Cut and Run
Copyright© 2022 by C.Brink
Chapter 18: The Gadget
We finished our coffee just as Ohmu finished her direct information interface with Truffles and rejoined us.
“I hope he was worth it. Let me know if it starts hurting when you pee,” I joked to the android.
She retorted almost instantly, “It never did after I started having my way with your shell while you were away in virtual, John. I suspect Truffles is much safer.”
Uxe barked out a laugh at my expression. I joined her when Truffles added, “I am!” to the conversation.
Ohmu became serious and turned to Uxe. “I am most impressed and must congratulate you Uxe.
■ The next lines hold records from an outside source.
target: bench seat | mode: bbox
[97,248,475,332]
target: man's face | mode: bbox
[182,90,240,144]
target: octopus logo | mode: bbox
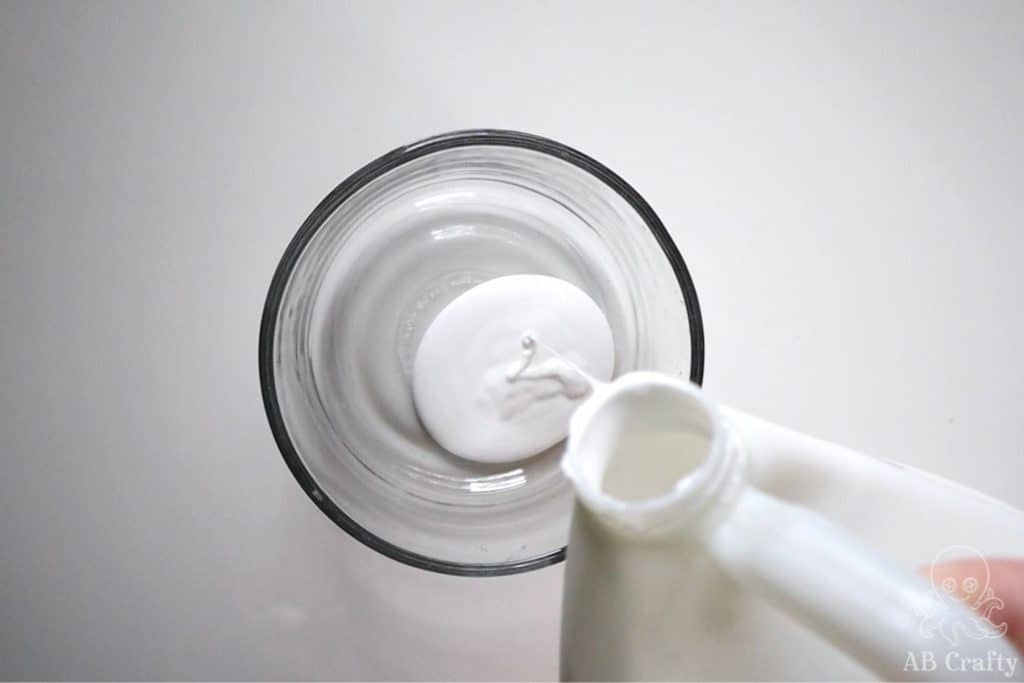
[921,546,1007,645]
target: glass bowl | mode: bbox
[259,130,703,575]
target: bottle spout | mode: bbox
[562,372,742,533]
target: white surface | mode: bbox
[413,274,615,463]
[0,2,1024,679]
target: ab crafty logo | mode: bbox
[903,546,1018,678]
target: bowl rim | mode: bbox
[258,128,705,577]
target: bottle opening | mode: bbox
[562,372,731,530]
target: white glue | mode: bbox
[413,274,614,463]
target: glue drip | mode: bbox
[413,274,614,463]
[505,332,595,398]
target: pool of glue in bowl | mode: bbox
[261,134,691,573]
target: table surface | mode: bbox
[0,2,1024,680]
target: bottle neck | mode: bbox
[562,372,745,536]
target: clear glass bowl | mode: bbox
[259,130,703,575]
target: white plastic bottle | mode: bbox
[561,373,1024,680]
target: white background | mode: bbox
[0,1,1024,679]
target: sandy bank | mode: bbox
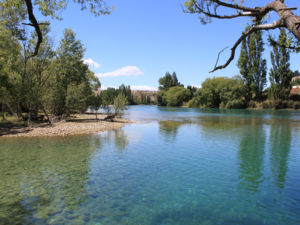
[0,115,133,138]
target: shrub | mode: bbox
[248,100,257,108]
[293,102,300,109]
[113,94,128,115]
[226,99,247,109]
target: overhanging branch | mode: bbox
[25,0,43,58]
[210,19,283,73]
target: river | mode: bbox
[0,106,300,225]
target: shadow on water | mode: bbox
[150,205,265,225]
[270,123,292,188]
[0,134,100,224]
[238,120,266,191]
[158,120,191,140]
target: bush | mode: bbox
[248,100,258,108]
[292,78,300,86]
[293,102,300,109]
[113,94,128,115]
[166,86,191,106]
[262,100,274,109]
[226,99,247,109]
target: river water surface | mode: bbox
[0,106,300,225]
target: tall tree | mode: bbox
[185,0,300,72]
[0,0,111,57]
[238,27,267,101]
[269,29,293,99]
[52,29,100,116]
[158,72,182,91]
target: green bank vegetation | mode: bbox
[157,27,300,109]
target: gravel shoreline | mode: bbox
[0,115,133,138]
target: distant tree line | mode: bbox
[157,28,300,109]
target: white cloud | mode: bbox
[96,66,144,77]
[83,58,101,68]
[130,85,158,91]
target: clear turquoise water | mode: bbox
[0,106,300,225]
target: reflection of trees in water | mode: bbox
[101,129,129,150]
[238,120,266,191]
[197,116,263,132]
[270,123,291,188]
[159,120,191,140]
[0,136,100,224]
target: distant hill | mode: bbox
[131,90,157,104]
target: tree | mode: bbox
[238,25,267,101]
[185,0,300,72]
[166,86,191,106]
[89,95,102,120]
[158,72,182,91]
[269,29,293,99]
[119,84,133,104]
[157,72,183,106]
[113,93,128,116]
[0,0,111,57]
[188,77,246,108]
[51,29,100,116]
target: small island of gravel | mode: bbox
[0,114,132,137]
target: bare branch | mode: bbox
[268,37,300,51]
[22,23,50,27]
[212,0,259,13]
[210,19,283,73]
[188,3,255,19]
[278,7,298,11]
[25,0,43,58]
[215,47,229,68]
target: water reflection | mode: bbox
[99,129,129,150]
[0,137,100,224]
[270,123,292,188]
[238,120,266,191]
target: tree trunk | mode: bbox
[266,0,300,41]
[1,100,5,120]
[40,103,52,125]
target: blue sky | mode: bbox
[45,0,300,89]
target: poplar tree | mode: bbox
[238,25,267,101]
[269,29,293,99]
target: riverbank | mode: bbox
[0,114,133,138]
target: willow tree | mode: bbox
[185,0,300,72]
[0,0,111,57]
[238,25,267,101]
[269,29,293,99]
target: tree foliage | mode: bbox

You have likely increased humanity’s chances for long-term survival by an order of magnitude or more.”
What the hell had Uxe done here!? I knew she usually studied advanced propulsion technologies. Maybe there had been a breakthrough. But why so much secrecy?
“There is still a lot of work to do, Ohmu,” Uxe replied. “And a few impossible-seeming problems to solve.”
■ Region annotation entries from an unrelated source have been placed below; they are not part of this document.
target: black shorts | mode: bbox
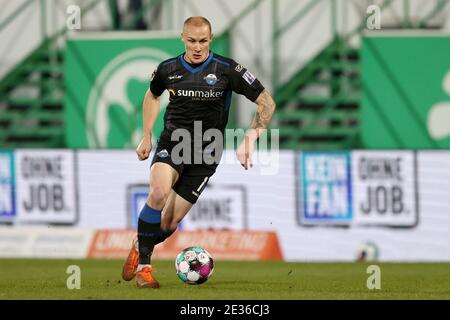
[151,139,217,204]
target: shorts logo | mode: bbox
[242,70,256,84]
[156,149,169,158]
[203,73,217,86]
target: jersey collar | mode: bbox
[179,51,214,73]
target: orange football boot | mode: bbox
[136,267,159,288]
[122,238,139,281]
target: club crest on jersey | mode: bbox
[157,149,169,158]
[203,73,217,86]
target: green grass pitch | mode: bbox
[0,259,450,300]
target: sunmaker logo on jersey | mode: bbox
[168,89,223,99]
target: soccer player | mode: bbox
[122,17,275,288]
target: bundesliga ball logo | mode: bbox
[175,247,214,284]
[204,73,217,86]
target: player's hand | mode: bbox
[136,136,152,161]
[236,135,256,170]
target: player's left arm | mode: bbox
[237,89,275,170]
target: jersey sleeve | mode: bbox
[150,64,166,97]
[229,61,264,102]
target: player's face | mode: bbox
[181,24,212,64]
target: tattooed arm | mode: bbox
[237,90,275,170]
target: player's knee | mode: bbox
[148,186,169,209]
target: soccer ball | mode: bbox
[175,247,214,284]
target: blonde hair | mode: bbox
[183,16,212,33]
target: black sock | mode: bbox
[138,218,160,264]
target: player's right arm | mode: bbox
[136,65,166,161]
[136,89,160,161]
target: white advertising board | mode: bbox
[14,149,78,225]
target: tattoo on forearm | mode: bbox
[252,92,275,129]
“Have you created warp drive or something?” I asked Uxe.
“Not quite. Shall we go see?”
Instead of answering, I extracted myself from the low G cradle and stood. Uxe stood with me and pushed herself towards a solid-looking door near her work console. It opened and Ohmu and I followed her through. Beyond was another narrow tunnel. More tunnels! This one was metal and seemed to lead upwards from the work area. The door sealed behind us as we passed.
We pulled ourselves along the tunnel until we came to another heavy door at its far end. I estimated we had come forty or fifty meters while ascending about twenty. The door opened into an airlock but the far door was already standing open. There were also a pair of pressure suits hanging in the lock and I could tell that one was Uxe’s from its size and coloration.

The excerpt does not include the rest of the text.